The Labyrinths of Information: Challenging the Wisdom of Systems

Tony Cawkell (CITECH, UK)

Journal of Documentation

ISSN: 0022-0418

Article publication date: 1 December 2002

245

Keywords

Citation

Cawkell, T. (2002), "The Labyrinths of Information: Challenging the Wisdom of Systems", Journal of Documentation, Vol. 58 No. 6, pp. 699-700. https://doi.org/10.1108/jd.2002.58.6.699.2

Publisher

:

Emerald Group Publishing Limited

Copyright © 2002, MCB UP Limited


Why shouldn’t the kind of books reviewed in this publication look attractive? In contrast it to the many books which I receive, this book has a dust cover with a beautifully reproduced version in colour of The Musicians by Caravaggio. I cannot work out how this painting relates to the content of the book – but who cares? I knew the book would be interesting.

Claudio Ciborra is professor of information systems at the London School of Economics. He started life as an electronics engineer . He says in this book:

… it is written by a person who has neither an expert level education nor experience of participation in programming and systems development, and who has never been a manager.

In it he unveils:

… the dark side of information systems, or to put a different focus on the obvious, the workaday, and the very well known to any practitioner in the field. Activities such as hacking, improvising, tinkering, applying patches, and cutting corners seem to punctuate ubiquitously the everyday life of systems.

A fellow professor at the LSE thinks that the book “is a tour de force that propels information systems into the heart of the Social Sciences”.

In the introduction, Ciborra suggests that the “information systems field, with its rational views of knowledge, decision making, strategy, and orderly development, is based on a narrow model of rational, ideal actors”. He then proceeds to show that it is not. The German philosopher Georg Hegel said:

In philosophy we are concerned not with what belongs exclusively to the past or future but with that which is now and eternally – in short, with reason.

Ciborra’s book is concerned with two branches of philosophy – metaphysics, or the theory of reality, and epistemology, the theory of knowledge. However it covers rather more practical matters than these. “Understanding” claims Ciborra “is grounded on the human attitude of being open to possibilities and continuous caring about events, resources, behaviours and problems …”, such an attitude is the engine behind these informal practices, referred to as bricolage. Bricolage is a French word meaning pottering or improvising and is used to describe the content of a chapter. Oher words used for chapter headings include Gestell, meaning “enframing”, Xenia, “a friend of the stranger”, and “Kairos” which might be translated as “opportune” I am pleased to say that my Greek education was neglected so I had to look up words in Greek.

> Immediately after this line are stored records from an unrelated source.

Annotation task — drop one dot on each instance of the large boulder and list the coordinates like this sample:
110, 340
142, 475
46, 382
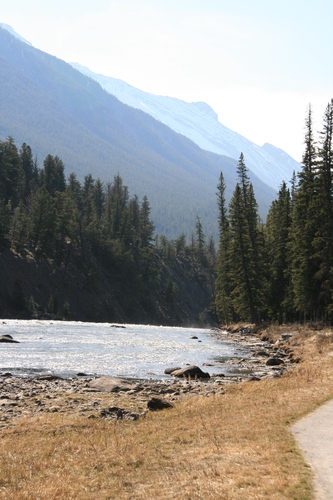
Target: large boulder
190, 372
112, 384
8, 339
169, 371
155, 404
274, 362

In the Kairos chapter under the heading “improvising as a mood”, the author cites a classic case of vital improvisation during a disaster when the captain of a fire‐fighting team rescued himself when most of the rest of the team died in a sudden forest fire. He burned the high grass in front of him. “When the wall of the main fire, blown by the wind, arrived, it passed over him because he had created a clearing in which the fire could not find grass for fuel”.

This entertaining book is described by the author as “an attempt at redefining the agenda of information systems design, development, and management”. Professor Nonaka, an authority I cited in an earlier ARIST review of this book says, simply, “An excellent book”.